Scoping which Jira projects to sync
By default, the connector pulls from every Jira project the connected account can access. If you only need data from specific projects, you can limit the scope using connector_options.jira_options.include_spaces, which takes a list of project keys. We recommend doing this because it speeds up your initial sync and prevents the pipeline from failing on archived or restricted projects that the account may not have full access to.

The filter applies to the following tables: issues, projects, boards, project_roles, security_schemes, issue_comments, issue_worklogs, issue_watchers, issue_links, issue_field_values, status, version, project_components, project_permissions, project_role_actor, sprints, project_board, and security_level (on-prem only). Tables not in this list are ingested globally regardless of project filter settings.

Managing API quota
Some Jira tables — particularly issue_comments, issue_field_values, and issue_watchers — consume significantly more API quota than others. If you're ingesting a large Jira instance, including these in the same pipeline as your core issue data can slow all your syncs through rate limiting. We recommend creating a separate pipeline for these high-volume tables and scheduling it at a less frequent cadence than your primary pipeline.

Add Confluence to Unify Your Engineering Data for a  Complete  Picture

Setting up the Confluence connector follows the same three-step pattern: create an OAuth app, create a Unity Catalog connection, and create a pipeline. The connector syncs pages, blog posts, attachments, and space metadata into Delta tables and keeps them up to date incrementally.

With both pipelines running, you can join Jira and Confluence data to unlock several use cases:

  • AI assistants: Combine Confluence documentation with Jira issue history to build context-aware AI assistants that can answer questions about both project status and the institutional knowledge behind it.
  • Engineering dashboards: Enrich Jira sprint and velocity metrics with data stored in Confluence, including references to the design docs and post-mortems.
  • Onboarding: Surface the Confluence spaces most relevant to a new team member based on which Jira projects they are assigned.

For full setup instructions, see the Lakeflow Connect Confluence documentation.

FAQ

What is Lakeflow Connect?
Lakeflow Connect is Databricks' native data ingestion service.
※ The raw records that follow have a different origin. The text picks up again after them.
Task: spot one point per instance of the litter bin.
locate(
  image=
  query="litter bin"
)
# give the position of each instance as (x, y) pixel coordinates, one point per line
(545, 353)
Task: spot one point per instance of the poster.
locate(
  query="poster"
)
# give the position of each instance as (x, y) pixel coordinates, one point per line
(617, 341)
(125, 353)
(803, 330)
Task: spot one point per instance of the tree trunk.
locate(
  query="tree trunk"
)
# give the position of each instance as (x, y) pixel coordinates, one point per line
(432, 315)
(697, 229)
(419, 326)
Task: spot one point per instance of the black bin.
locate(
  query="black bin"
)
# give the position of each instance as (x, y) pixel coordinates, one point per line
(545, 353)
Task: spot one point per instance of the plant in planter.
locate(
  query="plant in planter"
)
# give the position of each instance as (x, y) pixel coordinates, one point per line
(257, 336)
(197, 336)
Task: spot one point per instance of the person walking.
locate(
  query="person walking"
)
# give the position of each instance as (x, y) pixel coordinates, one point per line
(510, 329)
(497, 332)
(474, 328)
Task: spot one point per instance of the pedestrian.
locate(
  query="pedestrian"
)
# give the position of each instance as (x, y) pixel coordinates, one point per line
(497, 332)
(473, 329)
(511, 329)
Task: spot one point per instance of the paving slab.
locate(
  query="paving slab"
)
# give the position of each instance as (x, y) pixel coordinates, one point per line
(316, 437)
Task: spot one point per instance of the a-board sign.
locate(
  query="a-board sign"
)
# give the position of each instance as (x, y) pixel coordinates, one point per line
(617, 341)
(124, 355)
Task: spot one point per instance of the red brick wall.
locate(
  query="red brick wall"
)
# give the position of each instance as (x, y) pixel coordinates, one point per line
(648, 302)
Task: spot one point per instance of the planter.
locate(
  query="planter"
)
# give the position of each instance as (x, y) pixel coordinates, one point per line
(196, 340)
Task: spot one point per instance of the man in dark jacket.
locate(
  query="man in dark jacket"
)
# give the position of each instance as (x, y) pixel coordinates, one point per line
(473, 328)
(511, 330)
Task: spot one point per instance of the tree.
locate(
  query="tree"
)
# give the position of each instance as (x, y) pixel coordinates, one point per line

It provides managed connectors for popular SaaS applications — including Jira and Confluence — and databases that handle incremental reads, rate limiting, and retries automatically, and land data directly into Unity Catalog as Delta tables.

Do I need to write any code?
No, you can set up the Jira connector entirely using the Lakeflow Connect UI. If you prefer to automate or script your setup, the Databricks SDK is also supported.

Does this work with both Jira Cloud and Jira Data Center?
Yes, both are supported. The OAuth app setup differs slightly between the two — see Configure Jira for ingestion for details.

Do I need admin-level Jira permissions to use the connector?
No,  a standard Jira account covers most project metadata. ADMINISTER GLOBAL is required only if you need incrementally updated tables like issues, comments, and field values, or if you want deleted issues tracked.

Is the Jira connector production-ready?
No, the Jira connector is currently in Beta, and therefore does not support production workloads or have SLA support. The Confluence connector is GA (generally available) and is production-ready. Databricks regularly releases previews to allow you to evaluate and provide feedback on features before they are GA. More information on Databricks preview releases is here

Conclusion

With Jira and Confluence both available in Lakeflow Connect, you can get a full Atlassian data pipeline running in Databricks in a few steps, no custom ETL required. For the Jira connector specifically, the main things to get right upfront are permissions and project scoping.

For full configuration details, see the Lakeflow Connect Jira documentation and the Lakeflow Connect Confluence documentation.